From Baghdad to Washington, from Teheran to Paris, the world agrees: Saddam Hussein should be held accountable for his crimes. But who should Saddam answer to — a domestic Iraqi court or an international tribunal?
Washington wants to avoid creating something like the Nuremberg tribunal, convened by the victorious Allies after World War II to hold Nazi leaders accountable for “crimes against humanity.” Having declined to ratify the 1998 Rome Statute creating the International Criminal Court, the United States does not want now to set yet another precedent for a domestic leader to be tried by an international institution. It fears that efforts to establish an international judicial system will erode national sovereignty, usurp domestic courts and end up limiting America’s freedom of action on the global stage. In a world where many countries oppose U.S. actions, an international court that today puts Saddam Hussein on trial might some day seek to put George W. Bush in the dock.
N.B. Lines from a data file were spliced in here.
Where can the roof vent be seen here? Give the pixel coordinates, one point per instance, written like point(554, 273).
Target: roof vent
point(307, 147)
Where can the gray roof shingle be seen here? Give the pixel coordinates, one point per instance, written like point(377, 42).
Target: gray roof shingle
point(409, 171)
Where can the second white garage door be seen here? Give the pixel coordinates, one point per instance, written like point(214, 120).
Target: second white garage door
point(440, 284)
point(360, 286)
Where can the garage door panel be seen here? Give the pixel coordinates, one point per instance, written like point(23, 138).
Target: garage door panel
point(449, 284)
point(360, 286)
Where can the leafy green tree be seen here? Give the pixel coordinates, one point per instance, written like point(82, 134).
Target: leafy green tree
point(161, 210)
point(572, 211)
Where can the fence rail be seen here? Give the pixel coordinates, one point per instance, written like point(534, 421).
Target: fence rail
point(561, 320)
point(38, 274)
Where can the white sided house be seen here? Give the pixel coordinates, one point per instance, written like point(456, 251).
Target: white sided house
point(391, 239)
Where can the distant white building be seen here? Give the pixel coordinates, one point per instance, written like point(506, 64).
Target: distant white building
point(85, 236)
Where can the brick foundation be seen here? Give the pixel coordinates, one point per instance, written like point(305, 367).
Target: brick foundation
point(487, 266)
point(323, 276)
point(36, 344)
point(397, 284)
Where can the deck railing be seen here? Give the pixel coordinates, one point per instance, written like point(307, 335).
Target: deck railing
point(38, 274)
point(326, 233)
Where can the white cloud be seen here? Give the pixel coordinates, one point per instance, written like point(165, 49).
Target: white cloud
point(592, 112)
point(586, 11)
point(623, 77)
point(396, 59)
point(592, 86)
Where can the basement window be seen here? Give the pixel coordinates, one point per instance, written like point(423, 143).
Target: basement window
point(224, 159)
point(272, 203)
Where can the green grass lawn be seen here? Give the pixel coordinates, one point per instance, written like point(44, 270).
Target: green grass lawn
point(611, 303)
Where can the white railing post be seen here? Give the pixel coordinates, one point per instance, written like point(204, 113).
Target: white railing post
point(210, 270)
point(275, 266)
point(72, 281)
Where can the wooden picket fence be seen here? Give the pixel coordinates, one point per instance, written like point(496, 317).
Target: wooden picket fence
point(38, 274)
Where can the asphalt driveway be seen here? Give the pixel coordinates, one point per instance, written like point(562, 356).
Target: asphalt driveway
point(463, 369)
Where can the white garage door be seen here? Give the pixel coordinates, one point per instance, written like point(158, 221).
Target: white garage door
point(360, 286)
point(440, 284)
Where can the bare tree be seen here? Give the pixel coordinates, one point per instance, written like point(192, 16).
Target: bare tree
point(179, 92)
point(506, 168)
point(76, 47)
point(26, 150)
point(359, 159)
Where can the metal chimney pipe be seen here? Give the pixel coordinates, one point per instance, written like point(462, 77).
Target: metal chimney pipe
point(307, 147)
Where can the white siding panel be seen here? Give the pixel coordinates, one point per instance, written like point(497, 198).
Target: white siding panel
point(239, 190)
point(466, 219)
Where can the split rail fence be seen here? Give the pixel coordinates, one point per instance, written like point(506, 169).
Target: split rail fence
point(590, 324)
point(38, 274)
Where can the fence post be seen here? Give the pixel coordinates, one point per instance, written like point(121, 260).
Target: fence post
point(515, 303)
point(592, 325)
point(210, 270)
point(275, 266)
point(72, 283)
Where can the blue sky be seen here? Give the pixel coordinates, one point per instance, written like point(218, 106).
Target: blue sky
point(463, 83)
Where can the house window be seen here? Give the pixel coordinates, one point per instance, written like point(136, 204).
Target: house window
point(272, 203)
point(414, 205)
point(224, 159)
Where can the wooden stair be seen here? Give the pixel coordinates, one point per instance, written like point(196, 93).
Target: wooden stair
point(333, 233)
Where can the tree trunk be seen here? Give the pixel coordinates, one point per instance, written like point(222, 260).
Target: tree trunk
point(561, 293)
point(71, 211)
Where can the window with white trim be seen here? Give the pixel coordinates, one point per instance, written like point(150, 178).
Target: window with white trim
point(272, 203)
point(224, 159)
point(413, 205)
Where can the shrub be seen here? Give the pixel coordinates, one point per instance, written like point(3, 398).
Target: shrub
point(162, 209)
Instead, the Bush administration would prefer that Hussein face a domestic court. There are plenty of recent precedents — from South Korea to Mexico — where former leaders have been brought to account for misdeeds committed while in office. But there are obstacles to trying Saddam before a domestic Iraqi court. During Hussein’s time, what pleased him had the force of law. It’s not clear what Iraqi statutes he would be charged with violating.
Focusing on Hussein’s domestic transgressions throws the spotlight on the extent to which many Iraqis acquiesced in the dictator’s policies and may impede efforts to create a new and stable regime. (The Iraqi Governing Council wants to create a South Africa-style Truth and Reconciliation Commission to address this concern.) It also runs the risk of polarizing relations between Sunnis, many of whom benefited from Hussein’s actions, and Iraq’s Shiite and Kurdish populations, who suffered severely under his rule. If the goal is to discredit Hussein’s tyrannical regime, a judicial process that appears to be nothing more than institutionalized vengeance on the part of the latter two communities will fail.
Proponents of the Nuremberg approach point to the successful precedents of creating international tribunals to try persons suspected of war crimes in the former Yugoslavia and in Africa. These courts were created precisely because it was believed that local courts would be unable to effectively hold perpetrators to account.
Indeed, in June 2001, the United States demanded that a democratic Serbian government extradite Slobodan Milosevic to the war crimes tribunal in The Hague, even though local courts were preparing to try the former Yugoslav leader. The West wanted to emphasize Milosevic’s violations of international norms — ethnic cleansing and war crimes in Bosnia and Kosovo during the 1990s — rather than Milosevic’s internal misdeeds — corruption and dictatorial rule.
Because Milosevic’s reputation has been enhanced at home rather than tarnished by having him tried by “foreigners” instead of his own people, the United States now prefers that Hussein be tried by Iraqis to prevent him from acquiring the status of a martyr. Moreover, focusing on Hussein’s violations of international law — for example, using chemical weapons against Iran — might lead to embarrassing revelations about how the West supported Saddam as a bulwark against revolutionary Iran during the 1980-1988 war, even providing the infrastructure and expertise necessary to manufacture such weapons.
Yet Saddam’s international behavior cannot be ignored. After all, the justification for the coalition invasion of Iraq was that his regime posed an immediate threat to other nations — not that he was a domestic tyrant. So the best solution is to create a hybrid court — constituted as a domestic tribunal, but with non-Iraqi participants and advisers — a solution being advanced by Richard Goldstone, a former South African constitutional justice who served as the first prosecutor for the Yugoslav and Rwanda war crimes tribunals.
A hybrid tribunal would allow Iraqis to take the lead in judging the fallen dictator but provide the judicial expertise Iraq lacks after three decades of Hussein’s tyranny. Unlike an international tribunal, it would respect Iraqi sovereignty. Unlike a domestic court, it would have jurisdiction to adjudicate his treaty violations.
It is critical that both Hussein’s domestic and international crimes be brought to light. A mixed court offers us the best way to achieve this.
Nikolas K. Gvosdev is a senior fellow for strategic studies at The Nixon Center in Washington and a writer for the History News Service.